During a response to an employee's complaint about how the company responded to criticism of the blast, Mr Salisbury allegedly said: "That's why we haven't apologised for the event itself, per se, but apologised for the distress the event caused."
In a new statement, Mr Salisbury said the mining company now unreservedly apologised for what happened at Juukan Gorge.
“We have made it clear to the PKKP that we are very sorry, it was never our intent to cause distress. Rio Tinto employees are hurting and I am personally distressed,” Mr Salisbury said in a statement on Monday night.
“We are committed to learning from this and doing all we can to improve. We are working closely with the PKKP to find a clear way forward on future plans for the Juukan Gorge."
Proposal for a new national heritage legislation
The issue of protecting Aboriginal Heritage has become a hot topic following the legal blasting at Juukan Gorge last month.
On Tuesday, the National Native Title Council (NNTC) issued a statement to the Commonwealth to create and implement national legislation for Indigenous cultural heritage.
The NNTC along with the Australian Heritage Council, the Indigenous Heritage Chairs of Australia and New Zealand and the Victorian Aboriginal Heritage Council are in the process of developing and advocating for national standards in Indigenous cultural heritage legislation.
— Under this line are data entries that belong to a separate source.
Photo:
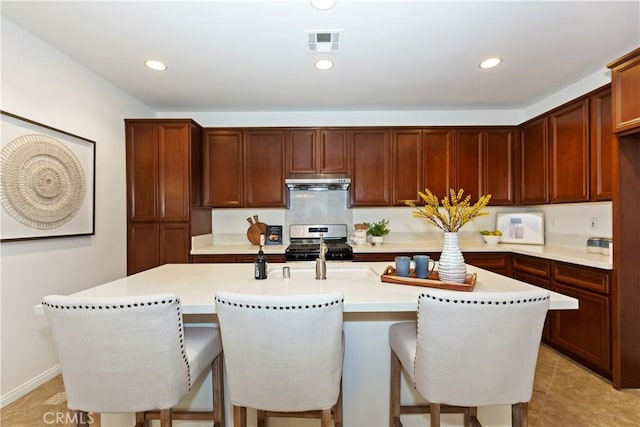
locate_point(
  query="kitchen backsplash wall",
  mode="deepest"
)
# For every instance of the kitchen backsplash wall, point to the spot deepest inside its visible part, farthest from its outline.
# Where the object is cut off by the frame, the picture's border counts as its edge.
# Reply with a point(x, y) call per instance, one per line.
point(565, 224)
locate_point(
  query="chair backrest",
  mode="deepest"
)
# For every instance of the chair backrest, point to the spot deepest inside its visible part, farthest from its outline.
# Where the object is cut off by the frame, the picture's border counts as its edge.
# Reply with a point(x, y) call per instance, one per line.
point(478, 349)
point(282, 353)
point(120, 354)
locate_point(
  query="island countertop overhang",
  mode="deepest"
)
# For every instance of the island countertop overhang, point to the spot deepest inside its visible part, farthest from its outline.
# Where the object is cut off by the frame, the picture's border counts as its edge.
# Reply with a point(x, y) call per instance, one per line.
point(360, 283)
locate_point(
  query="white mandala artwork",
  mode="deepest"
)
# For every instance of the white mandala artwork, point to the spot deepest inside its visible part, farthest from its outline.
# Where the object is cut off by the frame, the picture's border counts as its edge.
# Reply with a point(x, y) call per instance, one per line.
point(43, 183)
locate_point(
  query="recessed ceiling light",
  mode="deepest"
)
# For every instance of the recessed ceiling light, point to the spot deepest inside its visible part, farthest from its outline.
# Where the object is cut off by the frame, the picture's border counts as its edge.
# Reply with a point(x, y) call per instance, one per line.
point(323, 4)
point(324, 64)
point(155, 65)
point(490, 62)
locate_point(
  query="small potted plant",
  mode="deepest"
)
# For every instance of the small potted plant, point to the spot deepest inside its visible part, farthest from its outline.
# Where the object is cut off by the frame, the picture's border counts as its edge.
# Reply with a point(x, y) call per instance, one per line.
point(377, 230)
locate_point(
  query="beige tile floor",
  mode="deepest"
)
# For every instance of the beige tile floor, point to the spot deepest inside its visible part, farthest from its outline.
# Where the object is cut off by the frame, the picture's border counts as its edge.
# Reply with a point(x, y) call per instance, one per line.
point(565, 395)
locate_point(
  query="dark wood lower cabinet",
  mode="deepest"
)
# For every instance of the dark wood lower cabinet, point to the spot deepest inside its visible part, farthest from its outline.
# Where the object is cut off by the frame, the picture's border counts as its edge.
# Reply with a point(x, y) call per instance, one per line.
point(584, 334)
point(157, 243)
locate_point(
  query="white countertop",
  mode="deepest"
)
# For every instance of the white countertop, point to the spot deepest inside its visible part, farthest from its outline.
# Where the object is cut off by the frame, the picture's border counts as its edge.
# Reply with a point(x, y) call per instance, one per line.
point(572, 255)
point(360, 283)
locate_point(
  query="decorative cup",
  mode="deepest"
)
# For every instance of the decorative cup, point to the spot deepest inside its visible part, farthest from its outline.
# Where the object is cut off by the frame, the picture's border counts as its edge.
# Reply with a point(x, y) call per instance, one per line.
point(402, 266)
point(422, 266)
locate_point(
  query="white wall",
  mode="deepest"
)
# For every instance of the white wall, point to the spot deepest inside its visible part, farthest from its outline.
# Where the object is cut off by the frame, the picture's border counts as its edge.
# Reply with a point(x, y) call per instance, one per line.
point(41, 84)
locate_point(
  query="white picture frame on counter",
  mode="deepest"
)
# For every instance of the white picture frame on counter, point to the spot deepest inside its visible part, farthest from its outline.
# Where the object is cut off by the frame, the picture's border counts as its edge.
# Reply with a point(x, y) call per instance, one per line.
point(523, 227)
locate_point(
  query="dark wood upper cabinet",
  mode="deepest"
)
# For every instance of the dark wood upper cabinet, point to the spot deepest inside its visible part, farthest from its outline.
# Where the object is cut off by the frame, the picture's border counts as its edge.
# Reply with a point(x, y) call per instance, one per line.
point(439, 160)
point(163, 191)
point(499, 166)
point(370, 167)
point(264, 168)
point(534, 163)
point(470, 159)
point(222, 166)
point(142, 171)
point(407, 174)
point(569, 153)
point(317, 151)
point(625, 83)
point(601, 146)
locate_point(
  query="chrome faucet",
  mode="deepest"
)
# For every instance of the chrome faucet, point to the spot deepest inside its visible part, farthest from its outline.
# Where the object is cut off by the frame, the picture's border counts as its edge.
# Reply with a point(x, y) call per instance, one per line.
point(321, 263)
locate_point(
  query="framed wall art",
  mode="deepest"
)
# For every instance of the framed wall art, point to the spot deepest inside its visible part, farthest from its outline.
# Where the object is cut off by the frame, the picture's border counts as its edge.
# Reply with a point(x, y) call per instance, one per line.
point(47, 181)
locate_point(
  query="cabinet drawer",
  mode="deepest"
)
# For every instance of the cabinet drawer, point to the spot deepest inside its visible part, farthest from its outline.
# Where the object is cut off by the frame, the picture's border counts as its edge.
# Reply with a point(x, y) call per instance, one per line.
point(532, 266)
point(582, 277)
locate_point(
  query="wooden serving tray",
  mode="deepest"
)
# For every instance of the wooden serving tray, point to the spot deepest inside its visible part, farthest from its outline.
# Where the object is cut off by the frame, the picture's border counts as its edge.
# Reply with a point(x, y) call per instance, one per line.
point(433, 281)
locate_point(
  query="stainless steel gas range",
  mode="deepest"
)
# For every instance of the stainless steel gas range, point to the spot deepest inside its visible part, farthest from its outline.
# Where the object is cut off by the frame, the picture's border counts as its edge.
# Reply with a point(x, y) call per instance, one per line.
point(305, 242)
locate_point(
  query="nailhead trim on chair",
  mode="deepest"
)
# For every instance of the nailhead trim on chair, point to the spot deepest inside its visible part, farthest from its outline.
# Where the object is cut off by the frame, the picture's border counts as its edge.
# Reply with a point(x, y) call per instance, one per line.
point(279, 307)
point(455, 301)
point(135, 305)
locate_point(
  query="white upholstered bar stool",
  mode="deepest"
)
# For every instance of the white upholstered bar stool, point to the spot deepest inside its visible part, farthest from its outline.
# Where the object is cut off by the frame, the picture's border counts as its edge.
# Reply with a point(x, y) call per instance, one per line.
point(468, 350)
point(283, 355)
point(133, 354)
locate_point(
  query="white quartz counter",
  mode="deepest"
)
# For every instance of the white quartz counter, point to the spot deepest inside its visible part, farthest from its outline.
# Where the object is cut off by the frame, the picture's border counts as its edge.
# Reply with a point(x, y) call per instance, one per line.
point(196, 285)
point(572, 255)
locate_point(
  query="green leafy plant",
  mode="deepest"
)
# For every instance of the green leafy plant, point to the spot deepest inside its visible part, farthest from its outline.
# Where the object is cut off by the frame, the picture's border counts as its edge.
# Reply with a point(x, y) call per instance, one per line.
point(379, 228)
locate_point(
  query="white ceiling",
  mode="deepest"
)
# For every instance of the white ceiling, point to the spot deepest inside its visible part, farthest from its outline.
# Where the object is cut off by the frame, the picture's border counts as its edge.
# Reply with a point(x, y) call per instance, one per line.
point(395, 55)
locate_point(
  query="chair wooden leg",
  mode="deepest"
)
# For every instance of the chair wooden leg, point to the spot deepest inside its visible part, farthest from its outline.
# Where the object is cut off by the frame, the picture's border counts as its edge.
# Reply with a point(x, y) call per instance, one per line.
point(337, 410)
point(519, 414)
point(325, 418)
point(82, 419)
point(166, 417)
point(217, 379)
point(239, 416)
point(435, 414)
point(394, 407)
point(261, 418)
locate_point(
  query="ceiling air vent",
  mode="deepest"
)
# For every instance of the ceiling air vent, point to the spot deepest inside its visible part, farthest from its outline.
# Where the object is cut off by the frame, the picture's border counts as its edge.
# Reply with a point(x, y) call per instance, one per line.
point(323, 41)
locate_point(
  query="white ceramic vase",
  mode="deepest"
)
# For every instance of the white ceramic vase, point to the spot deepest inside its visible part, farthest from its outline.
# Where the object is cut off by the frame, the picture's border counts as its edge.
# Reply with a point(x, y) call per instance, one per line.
point(451, 267)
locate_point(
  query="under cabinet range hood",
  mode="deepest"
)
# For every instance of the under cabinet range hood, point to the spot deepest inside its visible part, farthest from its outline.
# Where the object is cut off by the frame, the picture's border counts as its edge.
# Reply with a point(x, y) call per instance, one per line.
point(317, 182)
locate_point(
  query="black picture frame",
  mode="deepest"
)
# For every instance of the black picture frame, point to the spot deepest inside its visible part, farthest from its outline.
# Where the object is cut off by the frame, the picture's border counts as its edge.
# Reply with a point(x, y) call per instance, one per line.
point(62, 164)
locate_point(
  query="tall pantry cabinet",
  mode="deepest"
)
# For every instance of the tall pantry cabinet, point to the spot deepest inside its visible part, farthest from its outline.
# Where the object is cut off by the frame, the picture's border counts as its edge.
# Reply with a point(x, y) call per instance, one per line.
point(164, 204)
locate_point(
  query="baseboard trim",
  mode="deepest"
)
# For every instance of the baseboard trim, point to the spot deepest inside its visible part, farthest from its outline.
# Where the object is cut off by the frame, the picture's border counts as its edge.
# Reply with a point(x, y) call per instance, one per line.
point(29, 386)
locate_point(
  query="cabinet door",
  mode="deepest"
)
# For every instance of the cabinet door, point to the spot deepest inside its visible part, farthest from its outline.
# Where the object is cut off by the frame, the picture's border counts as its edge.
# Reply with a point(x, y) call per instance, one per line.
point(333, 151)
point(499, 158)
point(142, 171)
point(601, 146)
point(569, 149)
point(142, 246)
point(407, 172)
point(625, 81)
point(264, 168)
point(222, 169)
point(175, 243)
point(470, 158)
point(534, 163)
point(301, 151)
point(438, 160)
point(584, 332)
point(174, 175)
point(371, 167)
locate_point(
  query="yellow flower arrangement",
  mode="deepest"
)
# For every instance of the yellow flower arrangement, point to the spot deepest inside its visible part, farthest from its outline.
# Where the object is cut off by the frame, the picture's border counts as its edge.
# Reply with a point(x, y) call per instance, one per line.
point(457, 211)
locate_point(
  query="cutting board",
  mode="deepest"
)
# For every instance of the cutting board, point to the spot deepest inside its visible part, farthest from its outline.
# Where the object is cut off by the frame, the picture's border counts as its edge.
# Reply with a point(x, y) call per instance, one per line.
point(255, 230)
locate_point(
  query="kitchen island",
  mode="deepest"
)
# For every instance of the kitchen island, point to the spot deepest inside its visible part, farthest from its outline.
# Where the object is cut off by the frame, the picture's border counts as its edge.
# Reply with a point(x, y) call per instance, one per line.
point(370, 306)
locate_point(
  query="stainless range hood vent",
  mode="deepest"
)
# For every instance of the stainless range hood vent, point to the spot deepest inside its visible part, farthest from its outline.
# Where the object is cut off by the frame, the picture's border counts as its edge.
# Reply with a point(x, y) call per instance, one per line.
point(318, 182)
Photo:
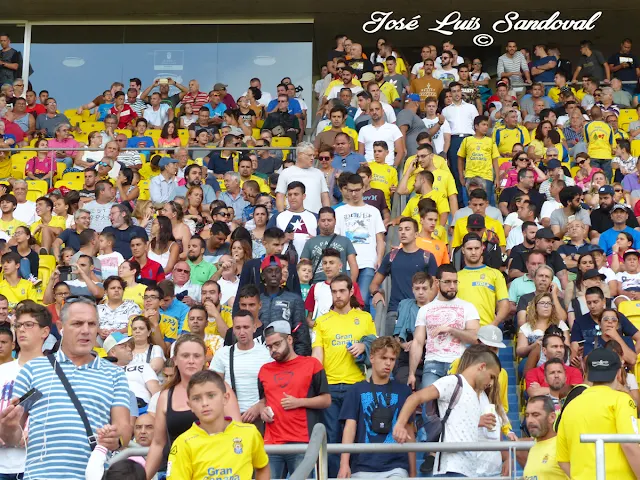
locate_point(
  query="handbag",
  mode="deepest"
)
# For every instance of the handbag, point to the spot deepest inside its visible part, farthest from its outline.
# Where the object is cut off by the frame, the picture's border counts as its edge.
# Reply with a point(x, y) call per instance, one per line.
point(91, 438)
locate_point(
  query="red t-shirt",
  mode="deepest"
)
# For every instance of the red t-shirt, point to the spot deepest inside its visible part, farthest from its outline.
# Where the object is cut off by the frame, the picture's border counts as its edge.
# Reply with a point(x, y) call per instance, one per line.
point(302, 377)
point(574, 377)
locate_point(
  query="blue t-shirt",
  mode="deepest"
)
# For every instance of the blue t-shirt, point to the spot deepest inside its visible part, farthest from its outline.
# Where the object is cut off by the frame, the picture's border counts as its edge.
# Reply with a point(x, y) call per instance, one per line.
point(402, 269)
point(585, 329)
point(608, 239)
point(548, 75)
point(358, 405)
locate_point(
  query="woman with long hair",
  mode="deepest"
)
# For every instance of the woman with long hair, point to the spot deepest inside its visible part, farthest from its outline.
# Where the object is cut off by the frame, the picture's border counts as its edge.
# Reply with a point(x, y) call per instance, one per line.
point(173, 416)
point(143, 350)
point(541, 314)
point(163, 247)
point(173, 211)
point(169, 136)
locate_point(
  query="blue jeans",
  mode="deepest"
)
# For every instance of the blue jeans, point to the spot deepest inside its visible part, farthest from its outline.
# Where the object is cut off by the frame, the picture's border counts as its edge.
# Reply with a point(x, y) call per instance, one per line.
point(333, 425)
point(604, 165)
point(364, 280)
point(281, 465)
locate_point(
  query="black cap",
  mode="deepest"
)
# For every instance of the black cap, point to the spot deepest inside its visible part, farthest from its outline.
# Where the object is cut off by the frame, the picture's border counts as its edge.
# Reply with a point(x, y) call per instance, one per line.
point(475, 221)
point(546, 233)
point(603, 365)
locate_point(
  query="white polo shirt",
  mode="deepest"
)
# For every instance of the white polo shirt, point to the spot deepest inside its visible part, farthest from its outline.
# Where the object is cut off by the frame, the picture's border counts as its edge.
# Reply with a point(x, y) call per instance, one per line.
point(460, 118)
point(387, 132)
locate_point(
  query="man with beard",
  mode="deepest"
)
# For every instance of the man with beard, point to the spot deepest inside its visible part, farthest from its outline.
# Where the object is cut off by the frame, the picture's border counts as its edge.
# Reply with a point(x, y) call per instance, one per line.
point(541, 460)
point(601, 217)
point(295, 390)
point(193, 176)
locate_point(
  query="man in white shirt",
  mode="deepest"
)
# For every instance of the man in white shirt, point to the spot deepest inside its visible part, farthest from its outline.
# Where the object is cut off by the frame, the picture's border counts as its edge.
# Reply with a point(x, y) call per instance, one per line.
point(157, 114)
point(248, 358)
point(363, 225)
point(379, 130)
point(460, 116)
point(317, 192)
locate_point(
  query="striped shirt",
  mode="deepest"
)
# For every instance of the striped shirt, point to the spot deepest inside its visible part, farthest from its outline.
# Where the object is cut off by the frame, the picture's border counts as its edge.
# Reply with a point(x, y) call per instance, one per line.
point(58, 447)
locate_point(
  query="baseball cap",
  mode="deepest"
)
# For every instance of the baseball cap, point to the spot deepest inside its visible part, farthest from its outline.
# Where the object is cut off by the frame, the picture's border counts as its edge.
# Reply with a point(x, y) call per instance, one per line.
point(116, 338)
point(606, 190)
point(270, 261)
point(603, 365)
point(491, 336)
point(280, 326)
point(166, 161)
point(546, 233)
point(554, 164)
point(475, 221)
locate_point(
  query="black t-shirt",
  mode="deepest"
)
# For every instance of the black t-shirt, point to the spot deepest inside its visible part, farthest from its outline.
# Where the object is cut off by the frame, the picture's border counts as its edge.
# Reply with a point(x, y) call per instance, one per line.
point(601, 220)
point(510, 193)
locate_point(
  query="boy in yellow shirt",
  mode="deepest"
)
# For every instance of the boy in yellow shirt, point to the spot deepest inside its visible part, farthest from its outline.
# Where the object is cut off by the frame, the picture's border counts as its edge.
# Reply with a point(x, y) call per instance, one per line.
point(216, 446)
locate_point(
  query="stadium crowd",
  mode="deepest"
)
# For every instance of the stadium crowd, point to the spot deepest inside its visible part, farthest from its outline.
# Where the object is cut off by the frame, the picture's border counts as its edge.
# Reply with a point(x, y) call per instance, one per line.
point(180, 285)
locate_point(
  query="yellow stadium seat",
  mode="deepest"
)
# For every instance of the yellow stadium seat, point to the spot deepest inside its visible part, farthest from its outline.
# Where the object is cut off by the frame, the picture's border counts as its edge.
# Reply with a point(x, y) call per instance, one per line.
point(125, 131)
point(88, 127)
point(627, 115)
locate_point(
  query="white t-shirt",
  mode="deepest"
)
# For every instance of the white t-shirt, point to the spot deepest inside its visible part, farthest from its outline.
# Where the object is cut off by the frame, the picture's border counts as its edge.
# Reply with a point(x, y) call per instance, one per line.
point(110, 263)
point(313, 180)
point(452, 313)
point(360, 225)
point(304, 225)
point(26, 212)
point(246, 365)
point(138, 375)
point(462, 426)
point(11, 459)
point(438, 139)
point(387, 132)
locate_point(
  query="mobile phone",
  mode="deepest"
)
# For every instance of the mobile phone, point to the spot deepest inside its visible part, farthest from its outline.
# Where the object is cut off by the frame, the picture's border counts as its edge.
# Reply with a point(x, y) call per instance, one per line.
point(28, 400)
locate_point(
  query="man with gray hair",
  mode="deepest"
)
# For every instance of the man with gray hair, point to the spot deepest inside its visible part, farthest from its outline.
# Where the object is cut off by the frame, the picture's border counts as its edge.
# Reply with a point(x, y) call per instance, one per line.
point(317, 192)
point(59, 445)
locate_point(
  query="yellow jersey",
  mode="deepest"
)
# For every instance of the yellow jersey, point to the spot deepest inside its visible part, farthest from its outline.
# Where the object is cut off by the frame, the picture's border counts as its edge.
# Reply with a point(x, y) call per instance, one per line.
point(56, 222)
point(599, 409)
point(484, 287)
point(383, 177)
point(460, 230)
point(232, 454)
point(542, 463)
point(135, 294)
point(600, 140)
point(333, 332)
point(10, 227)
point(24, 290)
point(505, 138)
point(478, 154)
point(411, 210)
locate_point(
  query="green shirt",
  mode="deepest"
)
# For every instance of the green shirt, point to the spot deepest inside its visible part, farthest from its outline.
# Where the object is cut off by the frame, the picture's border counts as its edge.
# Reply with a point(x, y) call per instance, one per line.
point(201, 272)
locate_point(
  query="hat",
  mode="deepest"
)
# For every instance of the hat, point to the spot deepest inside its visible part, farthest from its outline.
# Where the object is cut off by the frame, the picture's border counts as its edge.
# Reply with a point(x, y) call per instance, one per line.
point(606, 190)
point(166, 161)
point(491, 336)
point(280, 326)
point(270, 261)
point(475, 221)
point(593, 273)
point(554, 164)
point(603, 365)
point(116, 338)
point(546, 233)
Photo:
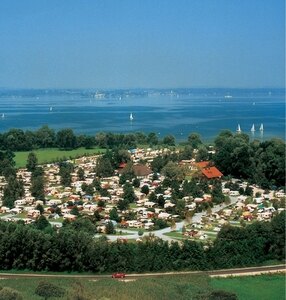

Deputy Chair of the NNTC and Ngalia Traditional Owner, Kado Muir, criticised the management of Aboriginal heritage in WA.
“Sadly, the system is not broken – it’s working exactly how industry and government want it to," said Mr Muir.
"The way Aboriginal heritage is managed in Western Australia reflects how the pendulum has swung too far in favour of the development agenda and loses touch with the desire of our community to preserve and protect Aboriginal heritage and culture."